Até agora, os dados dos nossos programas viviam apenas na memória: assim que o programa terminava, tudo se perdia. Para guardar informações de forma permanente (um relatório, uma lista de tarefas, configurações), gravamos os dados em arquivos.

Abrindo um arquivo: a função open()#

Para trabalhar com um arquivo, primeiro o abrimos com open(), informando o caminho e o modo de abertura:

arquivo = open("dados.txt", "r", encoding="utf-8")

O modo define o que podemos fazer com o arquivo:

Modo

Significado

Se o arquivo não existe

"r"

leitura (read)

gera erro

"w"

escrita (write), apaga o conteúdo anterior

cria um novo

"a"

acréscimo (append), escreve no final

cria um novo

"x"

criação exclusiva

cria; erro se já existir

"b"

modo binário (combina com os outros, ex.: "rb")

não se aplica

O parâmetro encoding="utf-8" garante que acentos e caracteres especiais sejam lidos e gravados corretamente.

O jeito certo: o bloco with#

Todo arquivo aberto precisa ser fechado para liberar os recursos do sistema. Em vez de chamar arquivo.close() na mão (e correr o risco de esquecer, ou de o programa falhar antes disso), usamos o bloco with, que fecha o arquivo automaticamente ao final, mesmo que ocorra um erro:

with open("zen.txt", "w", encoding="utf-8") as arquivo:
    arquivo.write("Bonito é melhor que feio.\n")
    arquivo.write("Explícito é melhor que implícito.\n")
    arquivo.write("Simples é melhor que complexo.\n")
# fora do with, o arquivo já está fechado

Boa prática - sempre use o with

Prefira sempre o with open(...) as ...:. Ele cuida do fechamento do arquivo para você, evitando vazamento de recursos e arquivos corrompidos. É o mesmo papel do bloco finally que vimos no try/except.

Lendo um arquivo#

Há algumas formas de ler o conteúdo de um arquivo aberto em modo leitura. A mais direta lê tudo de uma vez:

with open("zen.txt", "r", encoding="utf-8") as arquivo:
    conteudo = arquivo.read()      # lê o arquivo inteiro como uma única string
    print(conteudo)

Para arquivos grandes, ler linha a linha é mais eficiente. O próprio arquivo é iterável:

with open("zen.txt", "r", encoding="utf-8") as arquivo:
    for linha in arquivo:
        print(linha.strip())   # strip() remove o "\n" do final de cada linha

Saída:

Bonito é melhor que feio.
Explícito é melhor que implícito.
Simples é melhor que complexo.

Outros métodos úteis são readline() (lê uma linha por vez) e readlines() (devolve uma lista com todas as linhas).

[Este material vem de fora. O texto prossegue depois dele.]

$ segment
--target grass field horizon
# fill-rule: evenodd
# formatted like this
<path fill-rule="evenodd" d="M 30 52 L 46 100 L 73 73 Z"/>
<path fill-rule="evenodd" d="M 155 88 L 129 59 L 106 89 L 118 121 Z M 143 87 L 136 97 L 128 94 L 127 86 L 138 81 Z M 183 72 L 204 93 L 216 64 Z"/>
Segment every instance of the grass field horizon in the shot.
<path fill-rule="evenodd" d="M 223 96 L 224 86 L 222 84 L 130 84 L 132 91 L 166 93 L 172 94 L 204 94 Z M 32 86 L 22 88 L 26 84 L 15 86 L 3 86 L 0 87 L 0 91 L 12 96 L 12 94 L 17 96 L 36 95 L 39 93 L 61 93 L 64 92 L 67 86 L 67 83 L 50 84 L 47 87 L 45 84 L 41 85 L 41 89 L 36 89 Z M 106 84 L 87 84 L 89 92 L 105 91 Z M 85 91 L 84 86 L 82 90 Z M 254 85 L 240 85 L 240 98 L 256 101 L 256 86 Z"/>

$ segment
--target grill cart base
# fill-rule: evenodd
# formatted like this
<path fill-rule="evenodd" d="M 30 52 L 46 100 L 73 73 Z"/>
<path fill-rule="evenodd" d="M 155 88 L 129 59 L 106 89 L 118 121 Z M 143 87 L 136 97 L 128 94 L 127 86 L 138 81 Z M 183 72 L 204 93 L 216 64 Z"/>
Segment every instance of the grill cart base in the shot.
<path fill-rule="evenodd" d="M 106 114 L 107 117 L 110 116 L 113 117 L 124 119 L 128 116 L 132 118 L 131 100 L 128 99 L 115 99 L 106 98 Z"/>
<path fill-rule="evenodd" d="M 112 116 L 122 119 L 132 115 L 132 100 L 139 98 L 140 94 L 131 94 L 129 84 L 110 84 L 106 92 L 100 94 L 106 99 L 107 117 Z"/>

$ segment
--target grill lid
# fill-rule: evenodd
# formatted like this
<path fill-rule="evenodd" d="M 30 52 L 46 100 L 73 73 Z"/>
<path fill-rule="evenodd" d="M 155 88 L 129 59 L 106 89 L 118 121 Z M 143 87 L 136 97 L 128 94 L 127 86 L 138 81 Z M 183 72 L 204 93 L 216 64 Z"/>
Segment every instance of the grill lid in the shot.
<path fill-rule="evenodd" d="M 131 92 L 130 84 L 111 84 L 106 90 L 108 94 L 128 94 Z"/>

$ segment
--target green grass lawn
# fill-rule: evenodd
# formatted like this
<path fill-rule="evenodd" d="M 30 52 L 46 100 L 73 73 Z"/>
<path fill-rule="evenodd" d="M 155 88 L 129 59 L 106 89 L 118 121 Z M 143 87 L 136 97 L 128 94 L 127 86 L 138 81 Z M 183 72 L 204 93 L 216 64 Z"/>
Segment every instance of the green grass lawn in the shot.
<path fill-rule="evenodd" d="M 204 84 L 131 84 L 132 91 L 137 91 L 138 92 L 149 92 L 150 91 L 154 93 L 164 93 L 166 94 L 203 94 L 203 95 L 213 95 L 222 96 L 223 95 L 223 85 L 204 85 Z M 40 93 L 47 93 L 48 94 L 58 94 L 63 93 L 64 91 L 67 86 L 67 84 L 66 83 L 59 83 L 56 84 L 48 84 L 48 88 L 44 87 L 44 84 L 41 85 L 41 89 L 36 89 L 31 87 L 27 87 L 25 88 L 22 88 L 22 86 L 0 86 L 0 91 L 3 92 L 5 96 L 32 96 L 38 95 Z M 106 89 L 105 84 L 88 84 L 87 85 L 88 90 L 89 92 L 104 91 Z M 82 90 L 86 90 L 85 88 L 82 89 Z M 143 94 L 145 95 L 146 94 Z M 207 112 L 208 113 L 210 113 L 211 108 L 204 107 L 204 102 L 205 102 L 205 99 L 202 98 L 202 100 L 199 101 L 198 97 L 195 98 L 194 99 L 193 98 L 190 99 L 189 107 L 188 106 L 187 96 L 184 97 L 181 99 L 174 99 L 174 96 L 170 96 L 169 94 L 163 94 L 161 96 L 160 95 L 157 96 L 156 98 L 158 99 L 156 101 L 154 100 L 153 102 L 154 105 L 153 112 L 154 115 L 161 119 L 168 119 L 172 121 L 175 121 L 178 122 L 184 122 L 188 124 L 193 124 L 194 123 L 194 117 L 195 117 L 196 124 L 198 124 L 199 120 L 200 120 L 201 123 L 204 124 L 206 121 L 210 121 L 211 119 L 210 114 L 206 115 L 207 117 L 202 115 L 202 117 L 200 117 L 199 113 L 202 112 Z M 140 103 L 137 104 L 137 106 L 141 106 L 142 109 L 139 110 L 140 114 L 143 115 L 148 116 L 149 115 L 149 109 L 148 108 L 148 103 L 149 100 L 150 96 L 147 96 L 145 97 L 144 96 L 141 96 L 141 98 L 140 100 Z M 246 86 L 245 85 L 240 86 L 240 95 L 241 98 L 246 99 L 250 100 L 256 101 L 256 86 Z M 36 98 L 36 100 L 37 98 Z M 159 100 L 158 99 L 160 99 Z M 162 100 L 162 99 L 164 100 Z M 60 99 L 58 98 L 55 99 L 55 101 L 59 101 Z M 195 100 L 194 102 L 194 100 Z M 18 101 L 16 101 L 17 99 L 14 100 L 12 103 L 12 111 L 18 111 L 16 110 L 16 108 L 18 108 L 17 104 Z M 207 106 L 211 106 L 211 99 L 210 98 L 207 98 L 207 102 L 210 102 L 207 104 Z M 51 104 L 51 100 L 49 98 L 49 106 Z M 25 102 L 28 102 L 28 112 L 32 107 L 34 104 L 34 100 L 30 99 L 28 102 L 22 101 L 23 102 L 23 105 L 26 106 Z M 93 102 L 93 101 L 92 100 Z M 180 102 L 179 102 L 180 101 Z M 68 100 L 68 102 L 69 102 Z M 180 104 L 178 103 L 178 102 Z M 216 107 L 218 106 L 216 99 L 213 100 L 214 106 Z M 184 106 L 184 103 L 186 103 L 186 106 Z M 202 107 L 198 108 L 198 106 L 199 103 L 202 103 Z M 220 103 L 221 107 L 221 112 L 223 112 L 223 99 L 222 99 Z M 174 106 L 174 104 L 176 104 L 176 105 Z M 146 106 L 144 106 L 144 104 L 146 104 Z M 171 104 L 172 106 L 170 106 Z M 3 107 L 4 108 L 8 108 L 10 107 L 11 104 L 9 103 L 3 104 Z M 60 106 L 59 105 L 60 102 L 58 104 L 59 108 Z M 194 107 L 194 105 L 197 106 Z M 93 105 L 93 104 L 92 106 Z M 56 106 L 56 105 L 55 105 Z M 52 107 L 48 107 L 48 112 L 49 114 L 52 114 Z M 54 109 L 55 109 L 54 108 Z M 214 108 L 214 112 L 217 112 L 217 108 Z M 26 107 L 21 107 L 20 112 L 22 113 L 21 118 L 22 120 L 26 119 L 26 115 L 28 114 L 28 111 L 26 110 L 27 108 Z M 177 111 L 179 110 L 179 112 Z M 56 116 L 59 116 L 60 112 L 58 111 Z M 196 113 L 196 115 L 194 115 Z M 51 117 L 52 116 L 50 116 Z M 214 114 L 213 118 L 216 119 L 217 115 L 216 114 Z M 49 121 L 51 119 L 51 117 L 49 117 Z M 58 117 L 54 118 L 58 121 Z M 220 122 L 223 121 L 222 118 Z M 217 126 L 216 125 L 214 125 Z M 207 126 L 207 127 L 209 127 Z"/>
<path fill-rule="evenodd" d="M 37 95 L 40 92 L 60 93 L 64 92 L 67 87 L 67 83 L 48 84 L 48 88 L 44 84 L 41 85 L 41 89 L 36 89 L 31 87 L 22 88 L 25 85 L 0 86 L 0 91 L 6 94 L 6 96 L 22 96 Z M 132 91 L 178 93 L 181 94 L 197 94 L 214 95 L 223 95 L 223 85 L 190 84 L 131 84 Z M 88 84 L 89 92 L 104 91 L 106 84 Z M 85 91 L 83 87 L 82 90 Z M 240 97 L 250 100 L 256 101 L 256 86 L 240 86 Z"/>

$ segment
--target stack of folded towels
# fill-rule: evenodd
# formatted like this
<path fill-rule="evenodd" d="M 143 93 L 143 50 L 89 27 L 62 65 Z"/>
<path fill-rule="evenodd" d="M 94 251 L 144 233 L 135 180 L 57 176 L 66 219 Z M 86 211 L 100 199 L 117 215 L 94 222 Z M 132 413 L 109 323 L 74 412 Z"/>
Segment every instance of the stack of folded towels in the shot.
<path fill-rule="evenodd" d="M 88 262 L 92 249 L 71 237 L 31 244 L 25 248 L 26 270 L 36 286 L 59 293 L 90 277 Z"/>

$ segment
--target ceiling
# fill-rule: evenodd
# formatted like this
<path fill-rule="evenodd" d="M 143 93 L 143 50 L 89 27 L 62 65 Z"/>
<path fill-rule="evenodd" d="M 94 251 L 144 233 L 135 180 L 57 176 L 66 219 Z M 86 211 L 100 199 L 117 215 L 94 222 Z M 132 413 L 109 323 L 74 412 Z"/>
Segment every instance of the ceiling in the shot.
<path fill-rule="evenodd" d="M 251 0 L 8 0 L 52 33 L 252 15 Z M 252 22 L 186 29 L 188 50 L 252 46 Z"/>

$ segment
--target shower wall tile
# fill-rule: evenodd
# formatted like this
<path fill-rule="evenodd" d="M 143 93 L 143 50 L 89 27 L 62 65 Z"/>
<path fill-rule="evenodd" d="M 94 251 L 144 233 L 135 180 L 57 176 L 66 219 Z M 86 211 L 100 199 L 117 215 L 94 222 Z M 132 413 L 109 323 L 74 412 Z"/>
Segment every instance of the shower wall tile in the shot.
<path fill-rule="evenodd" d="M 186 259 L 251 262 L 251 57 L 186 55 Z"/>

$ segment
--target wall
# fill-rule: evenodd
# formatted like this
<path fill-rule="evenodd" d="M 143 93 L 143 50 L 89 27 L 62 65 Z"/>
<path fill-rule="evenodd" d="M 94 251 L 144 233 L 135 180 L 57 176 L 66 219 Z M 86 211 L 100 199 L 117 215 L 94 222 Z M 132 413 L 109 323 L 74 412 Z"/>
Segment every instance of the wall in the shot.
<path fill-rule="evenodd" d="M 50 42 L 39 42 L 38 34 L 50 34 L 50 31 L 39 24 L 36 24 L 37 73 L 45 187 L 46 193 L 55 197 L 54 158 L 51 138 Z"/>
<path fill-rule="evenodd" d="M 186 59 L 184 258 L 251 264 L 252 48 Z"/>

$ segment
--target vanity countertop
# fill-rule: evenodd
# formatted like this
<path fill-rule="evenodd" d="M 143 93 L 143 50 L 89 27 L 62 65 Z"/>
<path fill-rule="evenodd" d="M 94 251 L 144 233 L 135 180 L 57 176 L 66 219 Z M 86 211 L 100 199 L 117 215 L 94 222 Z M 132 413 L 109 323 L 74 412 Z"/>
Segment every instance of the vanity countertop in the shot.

Atenção - o modo de escrita apaga o conteúdo

Abrir um arquivo existente em modo "w" apaga todo o conteúdo anterior antes de escrever. Para adicionar informações sem perder o que já existe, use o modo "a" (append).

Juntando com o tratamento de erros#

Operações com arquivos falham por vários motivos (o arquivo não existe, falta de permissão). Por isso, é comum combinar arquivos com try/except:

try:
    with open("inexistente.txt", "r", encoding="utf-8") as arquivo:
        print(arquivo.read())
except FileNotFoundError:
    print("Erro: o arquivo não foi encontrado.")

Saída:

Erro: o arquivo não foi encontrado.

Dados do mundo real: datas, JSON e CSV#

Projetos reais lidam o tempo todo com datas, com dados estruturados (JSON) e com tabelas e planilhas (CSV). A biblioteca padrão do Python já traz módulos prontos para os três.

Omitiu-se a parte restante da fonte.